Sid Salter
President Bill Clinton proposed similar welfare reforms in 1996 and then-U.S. Sen. Joe Biden supported it.
In Washington, the Biden Administration is battling with House Republicans over their relatively paltry reform plans attached to debt ceiling legislation that would raise the ceiling by $1.5 trillion in exchange for a slower rate of growth in federal spending over the next decade.
In all, the Republican plan would cut spending by about $4 trillion over the next decade from the $60 trillion that will be spent. Democrats in Congress are pushing back in particular on this plan over the GOP proposal that able-bodied adults ages 18 to 55 be required to work or attend skill training for 20 hours per week in exchange for Medicaid or SNAP benefits (food stamps).
The work or training requirement would not apply to those adults who are disabled, parents with dependent children, pregnant, or enrolled in drug treatment. The Congressional Research Service says there are over four million who do not meet those exemptions – but only one in four is employed.

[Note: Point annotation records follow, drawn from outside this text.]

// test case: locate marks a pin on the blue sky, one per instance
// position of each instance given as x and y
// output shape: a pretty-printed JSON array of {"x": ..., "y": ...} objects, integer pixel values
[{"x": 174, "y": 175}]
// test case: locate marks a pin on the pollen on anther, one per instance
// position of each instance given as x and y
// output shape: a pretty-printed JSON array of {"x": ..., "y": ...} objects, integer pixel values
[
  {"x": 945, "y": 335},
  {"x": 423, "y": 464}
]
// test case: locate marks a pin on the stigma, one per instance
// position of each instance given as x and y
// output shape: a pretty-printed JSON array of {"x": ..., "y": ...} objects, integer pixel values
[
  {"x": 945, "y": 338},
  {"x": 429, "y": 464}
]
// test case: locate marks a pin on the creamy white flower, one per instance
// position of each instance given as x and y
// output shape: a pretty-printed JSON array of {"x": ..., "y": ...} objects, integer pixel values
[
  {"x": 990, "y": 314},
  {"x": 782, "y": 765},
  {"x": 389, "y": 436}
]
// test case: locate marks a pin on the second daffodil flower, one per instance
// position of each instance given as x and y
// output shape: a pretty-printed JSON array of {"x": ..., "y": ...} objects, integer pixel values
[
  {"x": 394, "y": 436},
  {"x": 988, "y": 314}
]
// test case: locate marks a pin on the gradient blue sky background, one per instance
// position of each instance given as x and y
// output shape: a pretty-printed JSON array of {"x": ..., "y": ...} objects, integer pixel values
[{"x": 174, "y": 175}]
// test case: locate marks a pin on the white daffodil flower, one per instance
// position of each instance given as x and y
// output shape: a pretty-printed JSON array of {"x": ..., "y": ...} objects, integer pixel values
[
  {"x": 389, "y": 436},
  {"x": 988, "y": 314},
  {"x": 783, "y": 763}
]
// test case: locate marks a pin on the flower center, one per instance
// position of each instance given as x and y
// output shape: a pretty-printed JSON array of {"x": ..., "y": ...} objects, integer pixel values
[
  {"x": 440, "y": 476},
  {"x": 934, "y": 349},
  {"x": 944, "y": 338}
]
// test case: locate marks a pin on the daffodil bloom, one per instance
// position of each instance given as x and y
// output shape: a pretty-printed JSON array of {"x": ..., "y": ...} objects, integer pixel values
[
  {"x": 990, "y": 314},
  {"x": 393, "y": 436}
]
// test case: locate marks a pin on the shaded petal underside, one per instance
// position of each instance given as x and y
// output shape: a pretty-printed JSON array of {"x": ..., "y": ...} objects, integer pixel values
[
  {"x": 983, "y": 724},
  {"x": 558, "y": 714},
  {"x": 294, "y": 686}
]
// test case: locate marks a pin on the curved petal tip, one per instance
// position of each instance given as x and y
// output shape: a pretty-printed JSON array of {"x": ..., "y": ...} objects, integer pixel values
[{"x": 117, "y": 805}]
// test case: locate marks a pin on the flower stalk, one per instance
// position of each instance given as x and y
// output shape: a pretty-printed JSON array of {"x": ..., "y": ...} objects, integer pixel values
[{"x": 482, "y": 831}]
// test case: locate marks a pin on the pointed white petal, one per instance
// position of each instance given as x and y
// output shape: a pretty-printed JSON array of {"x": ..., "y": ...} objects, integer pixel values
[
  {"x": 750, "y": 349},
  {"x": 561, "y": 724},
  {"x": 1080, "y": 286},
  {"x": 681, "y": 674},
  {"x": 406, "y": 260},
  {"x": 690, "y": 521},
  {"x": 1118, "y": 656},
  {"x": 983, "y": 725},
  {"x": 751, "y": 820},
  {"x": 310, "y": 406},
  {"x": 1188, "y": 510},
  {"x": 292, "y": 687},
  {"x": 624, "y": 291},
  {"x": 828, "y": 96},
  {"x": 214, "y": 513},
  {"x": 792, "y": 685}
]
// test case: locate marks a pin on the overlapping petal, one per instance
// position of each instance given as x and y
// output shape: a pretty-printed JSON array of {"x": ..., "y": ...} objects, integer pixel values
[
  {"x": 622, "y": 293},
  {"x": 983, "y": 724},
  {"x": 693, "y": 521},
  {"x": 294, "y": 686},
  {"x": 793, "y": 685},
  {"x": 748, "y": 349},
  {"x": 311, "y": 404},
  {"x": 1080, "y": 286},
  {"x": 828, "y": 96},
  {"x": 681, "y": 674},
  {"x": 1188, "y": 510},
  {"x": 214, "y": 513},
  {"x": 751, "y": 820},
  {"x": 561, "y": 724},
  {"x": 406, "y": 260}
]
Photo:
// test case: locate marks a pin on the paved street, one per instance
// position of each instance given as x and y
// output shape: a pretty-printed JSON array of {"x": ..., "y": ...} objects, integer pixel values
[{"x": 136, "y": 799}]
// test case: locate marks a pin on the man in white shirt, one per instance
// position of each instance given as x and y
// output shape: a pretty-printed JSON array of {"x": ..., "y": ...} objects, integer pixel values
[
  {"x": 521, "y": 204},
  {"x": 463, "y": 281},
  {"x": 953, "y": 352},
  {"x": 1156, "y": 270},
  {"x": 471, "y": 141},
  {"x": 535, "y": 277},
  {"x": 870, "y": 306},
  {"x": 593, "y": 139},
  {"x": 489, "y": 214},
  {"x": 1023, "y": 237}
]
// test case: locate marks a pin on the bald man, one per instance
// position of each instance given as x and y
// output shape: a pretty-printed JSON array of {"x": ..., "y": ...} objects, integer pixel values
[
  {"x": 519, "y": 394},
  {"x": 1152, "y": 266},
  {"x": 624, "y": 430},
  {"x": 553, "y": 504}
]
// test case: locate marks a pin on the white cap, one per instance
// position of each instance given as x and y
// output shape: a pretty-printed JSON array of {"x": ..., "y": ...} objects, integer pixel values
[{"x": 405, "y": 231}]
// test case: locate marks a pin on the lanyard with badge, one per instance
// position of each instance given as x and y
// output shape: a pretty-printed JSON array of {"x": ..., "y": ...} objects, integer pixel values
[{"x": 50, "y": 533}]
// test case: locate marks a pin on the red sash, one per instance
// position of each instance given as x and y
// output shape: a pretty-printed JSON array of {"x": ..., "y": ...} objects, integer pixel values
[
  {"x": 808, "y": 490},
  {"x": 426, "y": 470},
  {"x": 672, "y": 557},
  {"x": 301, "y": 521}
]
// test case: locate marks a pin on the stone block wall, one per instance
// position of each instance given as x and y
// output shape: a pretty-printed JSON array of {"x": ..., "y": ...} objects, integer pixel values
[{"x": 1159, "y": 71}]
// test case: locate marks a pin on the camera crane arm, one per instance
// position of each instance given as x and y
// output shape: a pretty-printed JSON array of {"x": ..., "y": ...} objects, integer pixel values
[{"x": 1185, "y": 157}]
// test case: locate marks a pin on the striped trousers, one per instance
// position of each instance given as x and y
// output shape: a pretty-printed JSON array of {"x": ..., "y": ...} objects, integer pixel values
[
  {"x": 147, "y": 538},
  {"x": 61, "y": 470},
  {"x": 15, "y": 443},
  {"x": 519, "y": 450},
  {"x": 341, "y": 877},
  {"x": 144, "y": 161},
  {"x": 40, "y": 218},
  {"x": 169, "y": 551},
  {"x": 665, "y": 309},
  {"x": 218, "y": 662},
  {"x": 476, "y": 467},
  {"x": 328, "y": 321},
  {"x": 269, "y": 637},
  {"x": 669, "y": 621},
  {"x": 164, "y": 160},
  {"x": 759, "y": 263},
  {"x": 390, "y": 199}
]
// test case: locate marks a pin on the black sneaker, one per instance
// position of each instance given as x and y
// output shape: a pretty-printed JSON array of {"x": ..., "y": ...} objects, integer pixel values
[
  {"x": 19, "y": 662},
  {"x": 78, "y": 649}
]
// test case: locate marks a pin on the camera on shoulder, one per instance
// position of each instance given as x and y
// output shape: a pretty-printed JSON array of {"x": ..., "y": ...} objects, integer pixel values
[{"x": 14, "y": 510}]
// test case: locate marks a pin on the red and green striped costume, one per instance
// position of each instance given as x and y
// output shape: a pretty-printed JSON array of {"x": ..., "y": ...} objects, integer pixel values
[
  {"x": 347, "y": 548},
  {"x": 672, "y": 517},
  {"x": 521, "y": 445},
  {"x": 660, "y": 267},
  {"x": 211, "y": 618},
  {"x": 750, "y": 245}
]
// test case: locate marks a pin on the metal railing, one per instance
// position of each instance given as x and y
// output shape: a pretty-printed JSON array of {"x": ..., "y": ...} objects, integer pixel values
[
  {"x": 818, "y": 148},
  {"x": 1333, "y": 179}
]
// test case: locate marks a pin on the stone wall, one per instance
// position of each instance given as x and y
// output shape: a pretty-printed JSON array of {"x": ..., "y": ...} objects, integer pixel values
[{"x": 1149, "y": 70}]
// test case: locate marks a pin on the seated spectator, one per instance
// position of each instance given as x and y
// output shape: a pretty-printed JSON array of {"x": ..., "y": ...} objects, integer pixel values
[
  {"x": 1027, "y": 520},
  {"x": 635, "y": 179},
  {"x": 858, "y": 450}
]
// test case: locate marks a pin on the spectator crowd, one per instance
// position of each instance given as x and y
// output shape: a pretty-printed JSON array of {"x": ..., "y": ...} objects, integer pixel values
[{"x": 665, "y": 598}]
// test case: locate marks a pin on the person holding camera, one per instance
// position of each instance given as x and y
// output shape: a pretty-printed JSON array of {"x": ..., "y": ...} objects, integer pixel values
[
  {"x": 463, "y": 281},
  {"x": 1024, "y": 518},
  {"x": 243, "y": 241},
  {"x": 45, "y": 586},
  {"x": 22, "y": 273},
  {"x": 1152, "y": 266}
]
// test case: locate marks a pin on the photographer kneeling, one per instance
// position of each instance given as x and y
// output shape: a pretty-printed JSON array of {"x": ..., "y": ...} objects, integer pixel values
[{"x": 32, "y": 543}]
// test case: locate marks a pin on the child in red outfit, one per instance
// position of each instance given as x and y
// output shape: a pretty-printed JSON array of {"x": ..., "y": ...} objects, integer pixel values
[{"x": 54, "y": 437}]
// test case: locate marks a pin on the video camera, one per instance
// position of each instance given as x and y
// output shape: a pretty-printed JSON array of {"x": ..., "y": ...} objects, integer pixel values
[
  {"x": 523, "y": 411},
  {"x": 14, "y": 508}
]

At the same time, the post-pandemic edition update of a fascinating 2016 book entitled “Men Without Work” by economist and demographer Nicholas Eberstadt observes that “over six million prime-age men were neither working nor looking for work” in the U.S. Eberstadt defines “prime-age” workers as ages 25 to 54.
The conservative Foundation for Government Accountability argues that with some 11 million jobs unfilled nationally and employers offering bonuses and other incentives to attract workers, the lack of a work component to welfare disincentivizes the traditional American work ethic.
Between 2000 and 2021, U.S. Department of Agriculture data shows the food stamp program added 24 million recipients.
While Democrats called the House GOP plan a “non-starter” there is quiet confidence among Republican leaders: “Everybody believes in a safety net, but I don’t think many people think it’s right to be paying billions of dollars to allow people to sit at home … and not work when everybody’s looking for workers,” House Majority Leader (R-La.) told The Hill on April 4.
So how does this national political battle over the debt ceiling and welfare spending play in Mississippi? First, it’s important to look at the statistical stakes in the poorest state in the union.
In 2020, SNAP benefits were extended to 413,700 Mississippians – or some 14% of the state’s population. That compares to 41.2 million recipients in the U.S. or 12% of the population. Some 72% of Mississippi food stamp recipients are in families with children.
In Mississippi, 36 percent of those food stamp families have older adults or are disabled and 43% of those recipient families are in working families. From an economic impact standpoint, 3,061 food retailers redeemed $605.8 million in SNAP benefits in 2019.
As is the case in modern politics, this standoff has become almost cartoonish in the red v. blue party characterizations. But “welfare for work” is not a new concept. Democrat Franklin Roosevelt gave us the Work Progress Administration back in 1935.
The WPA created jobs, taught skills, and remade the nation’s infrastructure in terms of highways, roads, bridges, and public buildings. The base football stadiums at Mississippi State and Ole Miss were WPA projects.
America’s infrastructure is today in many cases greatly in need of rebuilding and repair. There is an inarguable lack of workers. The national debt cannot continue to escalate unabated.
President Bill Clinton proposed similar welfare reforms in 1996 and then-U.S. Sen. Joe Biden supported it.
Outside of the obvious fiscal wisdom of requiring able-bodied adults to exchange employment and training for government assistance is a concept that this country embraced during the Great Depression. Will it take another depression for Americans to dare to implement a work component into the national economic safety net for those who can work?